ABC’s 90s comedy Fresh Off the Boat was originally developed to revolve around the exploits of Eddie Huang (Hudson Yang), having been based off of the memoirs of the real Eddie Huang. But as the real-life Huang distanced himself from the show and it became clear that its breakout star was his on-screen mother Jessica (Constance Wu), the show began to pivot in its second season to include more of the adults and somewhat less of the kids. But, the kids have still remained essential to the show’s core.
This freedom has allowed Yang’s character in particular to be used in some of the show’s best comedic moments, as he interacts with his friends at his Orlando school, obsessing over Shaq and trying to teach them his hip-hop knowledge.

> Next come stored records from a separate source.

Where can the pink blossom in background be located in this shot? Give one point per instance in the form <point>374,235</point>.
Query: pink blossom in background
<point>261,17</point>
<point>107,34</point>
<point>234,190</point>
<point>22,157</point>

But also among the show’s younger set are two particularly fantastic actors who are always comedically on point — Forrest Wheeler as middle-child Emery, and Ian Chen as youngest brother Evan.
Though Evan and Emery have never been (so far) the show’s A-plot (something the series recently made fun of in the episode “The Big 1-2,” when the two attempt to win their parents’ attention), they are consistently hilarious and lovable as the youngest Huangs.
Now that the show has gotten a little more comfortable in its time slot and with its extended episode order, Fresh Off the Boat feels like it’s also finally allowing itself to be a little weirder (which is what one should hope for and expect from showrunner Nahnatchka Khan), and in no way has that manifested more gloriously than with Emery and Evan. Though both are goody two-shoes, they each have a distinct style — Emery is more of a young lothario, while Evan fits in with the gossipy homeowner’s association members. But the two are often at their best together, either when dressing up as Silence of the Lambs for Halloween, or reacting harshly to neighbor Honey (Chelsey Crisp) moving their Thanksgiving table decorations. “Put … the overalls … back … on the damn gourd!!” Evan seethes through gritted teeth, barely holding himself together over the outrage.
That’s the beauty of both Chen and Wheeler’s performances. They are adorably cute, almost unbelievably so, but they also find a way to be ever-so-slightly edgy, suggesting a potentially darker underbelly to their personalities. Unlike some sitcom children of late who have been written to specifically convey morally questionable attitudes (like Modern Family’s Lily or black-ish’s Diane), Evan and Emery are exceptionally layered in their portrayals of two kids you can’t quite pin down. And that credit is largely due to Chen and Wheeler.
Though there are plenty of episodes that have featured classic Evan and Emery moments (the poker game with Lucille Soong‘s Grandma Huang, Emery’s Pompeii science project, Evan power-walking with the ladies of the neighborhood), this past week’s “Huangsgiving” illustrated how integral the two are at keeping the show’s comic rhythms going, and how adept they are at providing some of the biggest laughs of an episode. “Huangsgiving” was strong on almost every level (competitions between Jessica and her sister for their mother’s affection are always golden), but what helps make Fresh Off the Boat truly stand out are its smallest cast members. Their unique brand of youthful maturity and impressively precise comedic timing make them delightful and essential players in the show’s exceptional cast.